In order for a drug to block a protein, it needs to bind to a site somewhere on the molecule. RAS proteins pose the challenge of lacking druggable binding pockets for a drug, Revolution says in its filing. The company’s technology addresses that problem by using a second protein, which it calls a chaperone, to form a pocket. That druggable pocket is where Revolution’s small molecule drugs are intended to bind to a RAS protein.
Revolution says it is developing small molecule drugs that target multiple types of the active form of the RAS protein, which it calls RAS(ON). It expects to nominate its first RAS(ON) drug candidate this year, according to the filing. The company adds that it believes its approach could treat diverse RAS mutations encompassing colorectal, pancreatic, and non-small cell lung cancer, among others.
Revolution’s most advanced drug, RMC-4630, blocks SHP2, a protein in the RAS signaling pathway. The drug is currently in Phase 1/2 testing with partner Sanofi (NYSE: SNY), and in the IPO filing, Revolution reports preliminary data from that study. As of Nov. 6, 2019, 63 of the 66 patients enrolled in the study had received the drug. In addition to dosing data, Revolution reported early signs that RMC-4630 shows anti-tumor activity against non-small cell lung cancer that has the KRAS mutation, one of the RAS(ON) targets of the company. In one patient, the volume of tumors was reduced by 45 percent.
Sanofi is reimbursing Revolution for most of the research costs of RMC-4630. Through the end of the third quarter of 2019, Sanofi had paid Revolution $83.5 million, which includes the upfront payment to start the alliance plus R&D expenses, according to the filing.

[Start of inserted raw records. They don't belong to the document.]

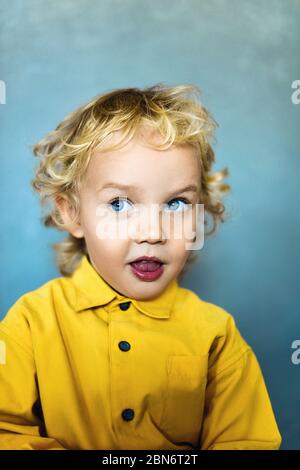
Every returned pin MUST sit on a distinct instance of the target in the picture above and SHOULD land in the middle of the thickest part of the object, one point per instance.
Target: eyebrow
(114, 185)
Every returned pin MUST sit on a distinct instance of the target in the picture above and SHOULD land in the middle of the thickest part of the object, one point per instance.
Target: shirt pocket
(184, 399)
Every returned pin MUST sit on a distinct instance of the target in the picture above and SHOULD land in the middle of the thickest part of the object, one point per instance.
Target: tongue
(148, 266)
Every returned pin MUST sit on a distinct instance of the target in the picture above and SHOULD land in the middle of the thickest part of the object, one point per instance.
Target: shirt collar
(93, 291)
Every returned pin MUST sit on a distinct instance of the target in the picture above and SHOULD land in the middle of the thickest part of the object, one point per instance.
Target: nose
(148, 227)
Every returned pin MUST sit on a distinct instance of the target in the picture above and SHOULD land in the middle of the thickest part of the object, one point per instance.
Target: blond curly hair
(64, 153)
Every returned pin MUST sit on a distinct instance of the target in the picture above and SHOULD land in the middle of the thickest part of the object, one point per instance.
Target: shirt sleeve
(21, 423)
(238, 414)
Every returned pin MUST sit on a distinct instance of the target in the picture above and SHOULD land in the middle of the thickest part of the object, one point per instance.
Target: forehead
(137, 163)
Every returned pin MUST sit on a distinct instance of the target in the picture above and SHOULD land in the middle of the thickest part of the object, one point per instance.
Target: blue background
(244, 55)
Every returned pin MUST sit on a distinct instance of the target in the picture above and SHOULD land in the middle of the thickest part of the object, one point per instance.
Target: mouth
(147, 268)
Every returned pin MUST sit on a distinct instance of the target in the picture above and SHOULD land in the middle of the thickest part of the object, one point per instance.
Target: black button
(124, 306)
(127, 414)
(124, 346)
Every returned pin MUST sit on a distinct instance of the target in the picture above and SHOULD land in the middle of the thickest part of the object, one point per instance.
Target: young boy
(114, 354)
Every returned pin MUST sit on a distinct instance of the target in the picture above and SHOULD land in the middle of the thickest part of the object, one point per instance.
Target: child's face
(155, 179)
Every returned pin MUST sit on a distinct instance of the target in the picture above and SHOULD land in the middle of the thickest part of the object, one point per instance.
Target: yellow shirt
(83, 367)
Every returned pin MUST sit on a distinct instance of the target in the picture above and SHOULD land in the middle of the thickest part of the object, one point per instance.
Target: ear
(67, 212)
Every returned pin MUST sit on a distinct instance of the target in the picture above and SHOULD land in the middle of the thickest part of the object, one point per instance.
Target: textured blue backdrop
(244, 55)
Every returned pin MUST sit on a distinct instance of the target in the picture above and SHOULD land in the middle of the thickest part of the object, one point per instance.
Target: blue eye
(184, 201)
(115, 204)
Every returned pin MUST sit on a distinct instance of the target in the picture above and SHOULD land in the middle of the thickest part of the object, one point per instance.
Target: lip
(147, 275)
(147, 258)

The California biotech says it will use the IPO proceeds to fund development of other RAS drugs, bringing them through the preclinical work needed to support an application to start tests of “one or more” of them in humans. The company will also use the new cash to develop RMC-5552, a preclinical compound that addresses the mTOR pathway.
Revolution launched from venture capital firm Third Rock Ventures five years ago. At that time, the startup’s focus was developing new medicines from natural products—compounds found in nature that have therapeutic properties. Revolution’s lead program was an antifungal drug.
As the company continued to work with the natural products technology it licensed from the University of Illinois at Urbana-Champaign, Revolution also made progress in cancer applications, CEO Mark Goldsmith told Xconomy in 2018. Revolution raised additional financing to continue that research and eventually returned the antifungal compound to the Illinois scientist who discovered it. In Revolution’s IPO filing, the biotech says its RAS(ON) drugs and mTORC1 inhibitors are “inspired by natural products.”
Revolution’s research is bolstered by assets from Warp Drive Bio, a biotech that it acquired in 2018. Warp Drive was also developing RAS drugs. At the time of the acquisition, executives declined to offer financial details about the all-stock deal. But Revolution’s IPO filing reveals that it offered shares valued at $69 million.
That Warp Drive deal also turned Sanofi into a Revolution shareholder. As one of Warp Drive’s shareholders, the French pharmaceutical giant was issued shares in Revolution as part of the acquisition. According to the IPO filing, Sanofi’s stake in Revolution is 7.8 percent.
Revolution has raised more than $211 million, most recently a $100.2 million Series C financing last summer. The filing shows that Third Rock Ventures is the company’s largest shareholder, owning a 28.8 percent stake, followed by The Column Group at 18.6 percent.